Cuando han dejado a sus familias y la niñez atrás, los jóvenes africanos se empeñan en tocar con sus manos las promesas lejanas para llevarlas de vuelta a las leyendas de sus abuelos, para ungirlos con ellas y rescatarlos del pasado, y para que el griot las narre a los nietos que vendrán, en esa cadena ancestral que baña todo el continente, al que estamos empeñados en simplificar y reducir a una cabeza de caballo que mira hacia el sur. 

África nos observa, pero lo hace desde dentro, como guardianes de una esencia que ya se evaporó en el resto del planeta y que aguarda pacientemente la eternidad.

Ébola

La realidad es tozuda. No espera a nadie ni atiende a conveniencias u olvidos, como podría interesar al rico que mira con tedio al pordiosero que suplica cada día en el pórtico de la iglesia. 

Una vez más el orden establecido en el mundo se manifiesta en ese escenario africano tan cercano a las islas a través de un nuevo hecho que viene a confirmar la deriva de la Humanidad en este principio de siglo, y a la que ya el sabio Stephen Hawking ha puesto fecha de caducidad: Si en cien años -ha dicho el reconocido científico británico- el ser humano no da con un nuevo planeta al que trasladarse, se extinguirá por los efectos de la contaminación y el cambio climático de la Tierra.

No es que asuste solo tal aseveración, seguramente bien refutada con la lógica matemática que caracteriza al autor, sino sobre todo la impertérrita ausencia de una reflexión en consecuencia de los que manejan los hilos del progreso, es decir, los grandes grupos económicos e industriales que devoran no ya al propio hijo, como el dios Saturno, sino también el cuerpo que les sostiene y les proporciona respiro (eso sí, con el resto de los humanos atados en fila hacia el borde del abismo, como en el cuadro “La parábola de los ciegos” de Peter Brueghel el Viejo).

Y es que a pesar de los avances tecnológicos, impensables hace tan solo dos décadas, seguimos viviendo en mundos estancos, y lo que le ocurre al vecino, en esta pequeña bola suspendida en un equilibrio crítico universal, no parece ir con nosotros, como si al final no dependiéramos todos de la misma atmósfera y de los mismos océanos y mares.

La irrupción tremebunda del Ébola ha servido para constatar de nuevo que si una plaga, letal para unos pocos, afecta a cuatro o cinco estados de los 54 que conforman África, los voceros lo catalogan de epidemia continental y, por tanto, un alivio, oiga, por su precisa delimitación.
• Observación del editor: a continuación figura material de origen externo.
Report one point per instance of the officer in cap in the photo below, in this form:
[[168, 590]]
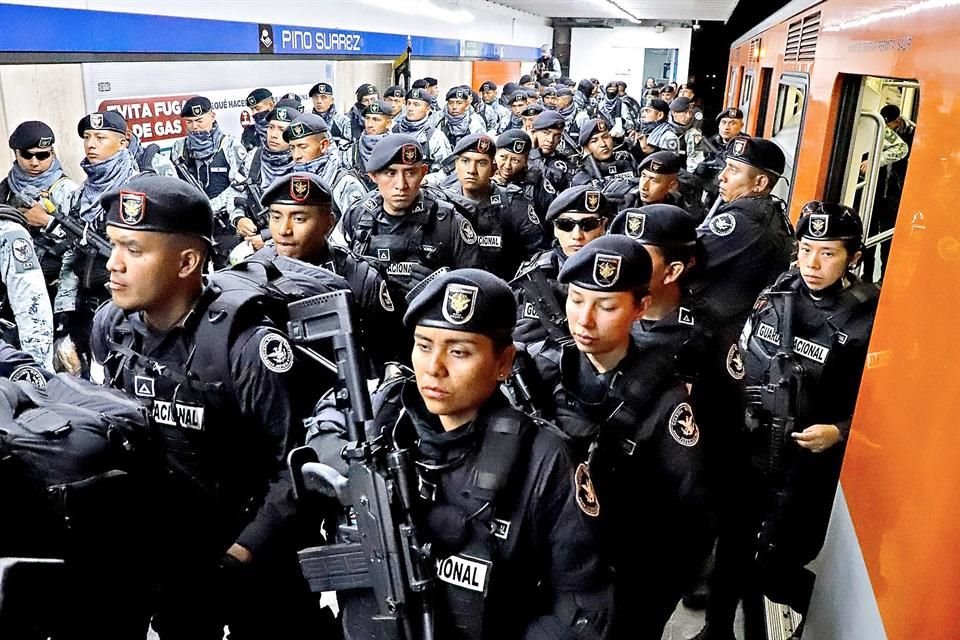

Como lo es también que las ciudades de Occidente estén tan bien equipadas que el bicho en cuestión se convierte en una simple anécdota acorralado por los controles sanitarios mínimamente desarrollados, si regresa algún paisano infectado, como así ha ocurrido, o porque se aplica el compuesto de turno que cura en unas pocas horas en esta parte de la muralla.

El Ébola, con mayúscula, como te obliga a ponerlo el corrector de textos, pues ni siquiera está normalizado en el lenguaje, es como un vestigio prehistórico o alienígena que solo es hábil para atacar, someter y fulminar en el ámbito de la pobreza y también, matemáticamente, para poner de relieve una vez más lo injusto de este mismo orden mundial que se ahoga a cada paso en su propio detritus.

El mal del vecino, del hermano, del humano, o es de todos o acabará con todos, y no me refiero al virus, sino a la ceguera egoísta y cortoplacista del imbécil, rico, claro.